怖い話と怪談の処

あなたが今読んだその話、本当に「作り話」だと言い切れますか?

迎え火で現れた老人

毎年恒例、お盆の迎え火。

パチパチと音を立てる炎を見つめながら、線香の香りに包まれ、ご先祖様との再会を心待ちにしていた。

「今年も無事に帰ってきてください」

そう呟いた時、何かが視界の端に映った。

燃え盛る炎の中に、見慣れない老人の姿が浮かび上がっているのだ。

白い浴衣を着てやせ細った体に長い白髪。

どこか寂しげな表情を浮かべている。

「あの人誰だ?」

しかしご先祖様に違いないと思い、手を合わせ改めて迎え火を見つめた。

炎が大きくなるにつれてその姿がはっきりと見えてきた。

「しかし仏壇の上に飾ってある写真にはいない人だな、もしかして迷い込んだ人だろうか?」

そんな考えが頭をよぎった瞬間、老人がゆっくりと口を開いた。

「ここは何処じゃ?」

かすれた声はまるで遠くから聞こえてくるように、どこか頼りない。

「ここは〇〇家ですよ。

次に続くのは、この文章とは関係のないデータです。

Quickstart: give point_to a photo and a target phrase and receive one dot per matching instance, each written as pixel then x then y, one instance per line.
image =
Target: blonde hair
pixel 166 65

あなたはどなたですか?」

問いかけても老人は首を傾げるばかり。

「わからぬ何も思い出せん」

そして何かを思い出そうとするかのように、眉間にシワを寄せた。

その表情はまるで深い悲しみを湛えているようにも見えた。

その時、風が吹いて迎え火の炎が揺らめいたのだが、それと同時に老人の姿は消えてしまった。